Reading Summary 2019-04-19
· by Aldrin Montana
Stronger Semantics for Low-Latency Geo-Replicated Storage
The paper overall seems good, but I do not believe it presents a significant step beyond the previous work, COPS (and COPS-GT). After reviewing the proposed contributions and the improvements, I think it is a borderline evaluation–I cannot decide whether to reject or accept. Specifically, I value that the change in a few perspectives led to a significant change in implementation which improves performance in a variety of ways, but I believe the core changes do not lead to more interesting research, although the improvements are certainly useful for the system and system users.
The proposed contributions are:
Support for read-only transactions that are minimally interrupted by concurrent writes.
Support for write-only transactions that allows useful work to still potentially serve reads. This is done by cohorts asking the coordinator of a transaction for information regarding committed transactions, and then trying to resolve whether a value being read will potentially be overwritten.
Evaluation showing that Eiger performance is comparable to Cassandra, despite providing stronger consistency guarantees.
The system model now supports column families
I believe that 1 and 2 are valuable, I suspect that the workload for proving 3 is very workload specific, and 4 seems valuable from a practical perspective, but perhaps not a research perspective.
I think the use of a random key as a coordinator key is very ingenious, and I would like to see the use of this in future work and perhaps a deeper dive on the trade-offs for how it can be selected and how it may relate to load balancing and other workload or system characteristics.
Performance metrics do look good. I think including numbers of some other system with linearizable or causal consistency would be useful just for reference. It’s nice to know that causal consistency can be achieved with minimal overhead, but I don’t have much of a reference for how much of an improvement the minimal overhead is compared to typical or naive systems.
The consistency model and evaluation seems to be the same as what was used in COPS, with the main difference being, “COPS places dependencies on values, while Eiger uses dependencies on operations.” The interesting thing of COPS was the idea that dependencies could be between values, rather than operations.
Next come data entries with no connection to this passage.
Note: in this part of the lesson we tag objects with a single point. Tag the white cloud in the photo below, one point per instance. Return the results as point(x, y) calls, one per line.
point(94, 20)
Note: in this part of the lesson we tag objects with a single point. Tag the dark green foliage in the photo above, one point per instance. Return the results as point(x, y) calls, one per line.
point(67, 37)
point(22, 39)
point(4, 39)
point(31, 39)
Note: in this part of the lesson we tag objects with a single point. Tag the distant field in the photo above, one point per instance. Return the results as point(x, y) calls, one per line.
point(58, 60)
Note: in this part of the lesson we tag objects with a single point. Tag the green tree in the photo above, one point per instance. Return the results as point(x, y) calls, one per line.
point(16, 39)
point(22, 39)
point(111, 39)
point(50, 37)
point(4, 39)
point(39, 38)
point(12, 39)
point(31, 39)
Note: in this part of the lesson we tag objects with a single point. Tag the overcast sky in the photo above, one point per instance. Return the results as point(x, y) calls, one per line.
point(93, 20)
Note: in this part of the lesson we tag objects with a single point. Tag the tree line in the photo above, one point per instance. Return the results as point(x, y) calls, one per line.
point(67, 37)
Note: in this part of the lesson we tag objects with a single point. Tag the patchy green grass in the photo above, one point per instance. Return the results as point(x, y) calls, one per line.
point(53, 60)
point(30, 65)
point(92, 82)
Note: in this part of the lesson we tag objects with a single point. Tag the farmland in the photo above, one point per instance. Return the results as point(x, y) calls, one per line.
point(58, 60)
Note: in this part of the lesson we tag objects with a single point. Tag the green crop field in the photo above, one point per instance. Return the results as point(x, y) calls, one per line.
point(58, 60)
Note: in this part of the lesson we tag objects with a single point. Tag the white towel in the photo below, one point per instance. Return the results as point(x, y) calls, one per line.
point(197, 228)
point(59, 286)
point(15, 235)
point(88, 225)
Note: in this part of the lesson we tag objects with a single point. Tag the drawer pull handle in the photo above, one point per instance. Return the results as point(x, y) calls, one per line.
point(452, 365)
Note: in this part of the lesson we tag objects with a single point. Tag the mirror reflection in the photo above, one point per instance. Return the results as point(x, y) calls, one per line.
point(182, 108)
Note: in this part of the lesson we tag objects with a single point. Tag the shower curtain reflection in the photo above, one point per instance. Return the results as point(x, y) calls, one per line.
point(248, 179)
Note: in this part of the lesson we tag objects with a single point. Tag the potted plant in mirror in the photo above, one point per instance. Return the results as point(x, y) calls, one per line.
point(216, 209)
The use of logical time and EVTs seemed very similar, in practice, to something like vector clocks. I suppose the insight that storing the EVT is enough to determine consistency, but that also appears to not be a new idea, as this is the insight first described in the vector clock paper, except as a reasoning that the state of a process’s history can be summarized by the logical time of the latest event of that process.
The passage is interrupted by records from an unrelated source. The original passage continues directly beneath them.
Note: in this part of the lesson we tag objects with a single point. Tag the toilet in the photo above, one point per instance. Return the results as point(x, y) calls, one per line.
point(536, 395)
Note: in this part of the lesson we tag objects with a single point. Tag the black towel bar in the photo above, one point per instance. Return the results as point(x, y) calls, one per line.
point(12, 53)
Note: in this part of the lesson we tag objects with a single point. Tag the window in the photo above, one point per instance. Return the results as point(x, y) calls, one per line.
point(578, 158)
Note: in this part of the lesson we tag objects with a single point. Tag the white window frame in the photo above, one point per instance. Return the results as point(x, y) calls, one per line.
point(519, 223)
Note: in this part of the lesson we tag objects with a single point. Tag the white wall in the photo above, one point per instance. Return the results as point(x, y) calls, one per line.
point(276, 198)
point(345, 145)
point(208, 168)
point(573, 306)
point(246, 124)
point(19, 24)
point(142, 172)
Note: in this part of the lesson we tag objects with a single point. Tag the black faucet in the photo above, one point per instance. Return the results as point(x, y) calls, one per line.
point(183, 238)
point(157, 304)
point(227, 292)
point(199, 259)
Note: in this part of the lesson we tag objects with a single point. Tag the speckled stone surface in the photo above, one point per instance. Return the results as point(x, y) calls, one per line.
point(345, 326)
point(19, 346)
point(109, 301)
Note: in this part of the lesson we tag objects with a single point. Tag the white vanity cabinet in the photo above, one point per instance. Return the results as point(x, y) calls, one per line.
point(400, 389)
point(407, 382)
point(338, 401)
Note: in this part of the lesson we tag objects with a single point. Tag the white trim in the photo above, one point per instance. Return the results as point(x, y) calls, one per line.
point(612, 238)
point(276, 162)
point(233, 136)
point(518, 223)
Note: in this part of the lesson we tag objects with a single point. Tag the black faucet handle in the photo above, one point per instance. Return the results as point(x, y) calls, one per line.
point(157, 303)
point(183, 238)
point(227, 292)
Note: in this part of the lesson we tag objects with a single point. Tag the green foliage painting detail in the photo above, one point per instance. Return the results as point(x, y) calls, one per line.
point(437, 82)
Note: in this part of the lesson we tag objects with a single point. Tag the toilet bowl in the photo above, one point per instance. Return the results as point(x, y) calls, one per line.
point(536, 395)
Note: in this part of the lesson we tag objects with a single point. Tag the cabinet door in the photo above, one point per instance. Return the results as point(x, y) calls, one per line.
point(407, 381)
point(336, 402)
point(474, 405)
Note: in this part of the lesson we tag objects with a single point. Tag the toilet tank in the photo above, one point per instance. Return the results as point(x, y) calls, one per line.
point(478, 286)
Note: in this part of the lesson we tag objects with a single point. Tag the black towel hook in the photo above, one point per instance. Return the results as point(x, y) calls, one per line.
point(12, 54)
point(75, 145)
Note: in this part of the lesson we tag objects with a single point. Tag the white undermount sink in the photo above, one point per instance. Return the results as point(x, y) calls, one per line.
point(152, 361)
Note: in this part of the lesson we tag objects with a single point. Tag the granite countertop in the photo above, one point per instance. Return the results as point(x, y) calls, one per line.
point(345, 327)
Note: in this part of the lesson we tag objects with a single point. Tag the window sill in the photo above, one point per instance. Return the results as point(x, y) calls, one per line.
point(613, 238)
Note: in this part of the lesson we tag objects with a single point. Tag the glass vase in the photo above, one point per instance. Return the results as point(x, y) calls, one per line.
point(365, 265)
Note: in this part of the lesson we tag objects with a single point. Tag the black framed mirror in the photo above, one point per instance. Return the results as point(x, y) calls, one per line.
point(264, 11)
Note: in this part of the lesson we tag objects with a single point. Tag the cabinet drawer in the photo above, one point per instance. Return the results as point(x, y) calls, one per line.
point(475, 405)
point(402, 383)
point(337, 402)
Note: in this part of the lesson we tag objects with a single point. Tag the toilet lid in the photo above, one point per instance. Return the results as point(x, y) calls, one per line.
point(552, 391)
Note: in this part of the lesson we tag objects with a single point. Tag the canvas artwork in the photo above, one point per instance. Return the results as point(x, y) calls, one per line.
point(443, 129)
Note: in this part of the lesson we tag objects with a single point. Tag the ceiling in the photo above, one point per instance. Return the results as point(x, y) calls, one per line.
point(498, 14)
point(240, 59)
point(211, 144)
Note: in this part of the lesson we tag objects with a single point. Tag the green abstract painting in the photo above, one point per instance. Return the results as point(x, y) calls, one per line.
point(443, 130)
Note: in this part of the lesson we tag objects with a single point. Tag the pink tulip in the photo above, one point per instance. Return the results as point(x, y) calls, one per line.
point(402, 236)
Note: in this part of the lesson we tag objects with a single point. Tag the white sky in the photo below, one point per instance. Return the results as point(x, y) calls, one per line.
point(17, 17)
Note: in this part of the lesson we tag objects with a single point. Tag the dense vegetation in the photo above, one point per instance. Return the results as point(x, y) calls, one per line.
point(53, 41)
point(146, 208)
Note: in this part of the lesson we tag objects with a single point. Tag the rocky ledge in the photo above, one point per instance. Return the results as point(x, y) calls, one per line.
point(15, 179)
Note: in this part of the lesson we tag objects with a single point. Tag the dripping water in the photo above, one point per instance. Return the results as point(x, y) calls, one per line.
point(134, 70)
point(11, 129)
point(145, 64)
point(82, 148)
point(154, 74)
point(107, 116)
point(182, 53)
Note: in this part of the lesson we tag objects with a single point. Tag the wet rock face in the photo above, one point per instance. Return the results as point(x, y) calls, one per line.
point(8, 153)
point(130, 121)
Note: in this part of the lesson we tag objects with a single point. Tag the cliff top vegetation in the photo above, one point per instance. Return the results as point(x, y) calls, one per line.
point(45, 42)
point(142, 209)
I think the 4.4 section is very uninteresting. Each datacenter is assumed to be linearizable, so it seems trivial to say that the datacenter of origin for a read can be linearizable if all concurrent writes come from the same datacenter (are known to have a linearizable order). I may misunderstand the insight here, but I feel like it is better left out.
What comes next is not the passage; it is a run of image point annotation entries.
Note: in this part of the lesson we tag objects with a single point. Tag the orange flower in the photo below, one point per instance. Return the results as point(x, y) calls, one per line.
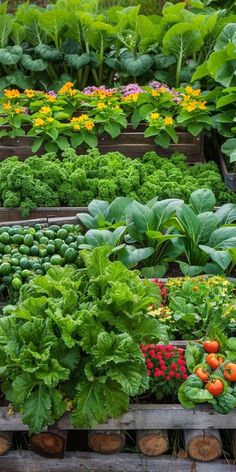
point(29, 93)
point(155, 116)
point(38, 122)
point(168, 120)
point(7, 106)
point(45, 110)
point(13, 93)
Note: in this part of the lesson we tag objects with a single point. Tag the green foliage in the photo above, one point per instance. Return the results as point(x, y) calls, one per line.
point(78, 332)
point(76, 180)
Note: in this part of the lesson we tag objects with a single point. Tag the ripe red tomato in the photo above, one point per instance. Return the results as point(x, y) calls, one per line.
point(211, 346)
point(230, 372)
point(215, 387)
point(214, 361)
point(202, 374)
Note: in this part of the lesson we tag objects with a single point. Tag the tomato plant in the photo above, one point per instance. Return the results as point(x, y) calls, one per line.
point(202, 373)
point(211, 346)
point(214, 361)
point(215, 387)
point(230, 372)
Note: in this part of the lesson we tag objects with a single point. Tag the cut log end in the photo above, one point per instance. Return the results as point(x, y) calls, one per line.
point(5, 442)
point(203, 446)
point(49, 443)
point(106, 442)
point(152, 442)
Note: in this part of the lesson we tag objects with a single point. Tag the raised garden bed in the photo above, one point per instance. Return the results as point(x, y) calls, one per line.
point(229, 177)
point(130, 143)
point(92, 462)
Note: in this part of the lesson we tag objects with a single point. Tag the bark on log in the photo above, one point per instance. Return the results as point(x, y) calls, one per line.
point(5, 441)
point(106, 442)
point(203, 445)
point(50, 444)
point(152, 442)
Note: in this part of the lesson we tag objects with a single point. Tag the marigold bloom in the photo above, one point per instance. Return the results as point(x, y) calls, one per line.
point(192, 106)
point(7, 106)
point(202, 105)
point(19, 110)
point(168, 120)
point(29, 93)
point(101, 105)
point(89, 125)
point(13, 93)
point(155, 116)
point(38, 122)
point(45, 110)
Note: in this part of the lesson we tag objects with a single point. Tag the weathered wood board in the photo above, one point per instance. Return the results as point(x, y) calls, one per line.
point(91, 462)
point(142, 417)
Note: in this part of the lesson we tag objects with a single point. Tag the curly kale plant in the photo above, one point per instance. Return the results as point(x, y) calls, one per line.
point(76, 180)
point(75, 335)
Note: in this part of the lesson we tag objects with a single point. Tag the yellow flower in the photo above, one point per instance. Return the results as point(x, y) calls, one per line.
point(133, 97)
point(66, 88)
point(50, 98)
point(45, 110)
point(186, 98)
point(196, 92)
point(29, 93)
point(191, 106)
point(101, 105)
point(201, 105)
point(168, 120)
point(155, 116)
point(6, 106)
point(89, 125)
point(13, 93)
point(38, 122)
point(189, 89)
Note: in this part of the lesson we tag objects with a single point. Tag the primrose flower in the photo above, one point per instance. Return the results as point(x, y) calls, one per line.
point(101, 105)
point(29, 93)
point(38, 122)
point(67, 88)
point(192, 106)
point(168, 120)
point(89, 125)
point(155, 116)
point(202, 105)
point(19, 110)
point(7, 106)
point(13, 93)
point(45, 110)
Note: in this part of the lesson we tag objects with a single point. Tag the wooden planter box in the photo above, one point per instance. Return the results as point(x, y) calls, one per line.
point(139, 417)
point(130, 142)
point(229, 177)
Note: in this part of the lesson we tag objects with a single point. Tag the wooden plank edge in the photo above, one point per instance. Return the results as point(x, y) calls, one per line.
point(140, 416)
point(24, 461)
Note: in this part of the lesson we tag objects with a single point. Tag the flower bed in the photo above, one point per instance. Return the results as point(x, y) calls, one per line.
point(73, 118)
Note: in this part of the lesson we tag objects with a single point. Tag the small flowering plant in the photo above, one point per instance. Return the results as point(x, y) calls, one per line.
point(194, 115)
point(166, 368)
This may be an unnecessary ask, but I would have liked to see some performance evaluations with varying latencies between data centers and/or with some failures. It is not clear that any of these cases happen in the evaluations, and since each datacenter is linearizable and it is not clear how many operations span various
- How do servers know what values were returned in a first round? Or does “storing values newer than those returned in a first round” apply universally, as a fact of maintaining validity periods?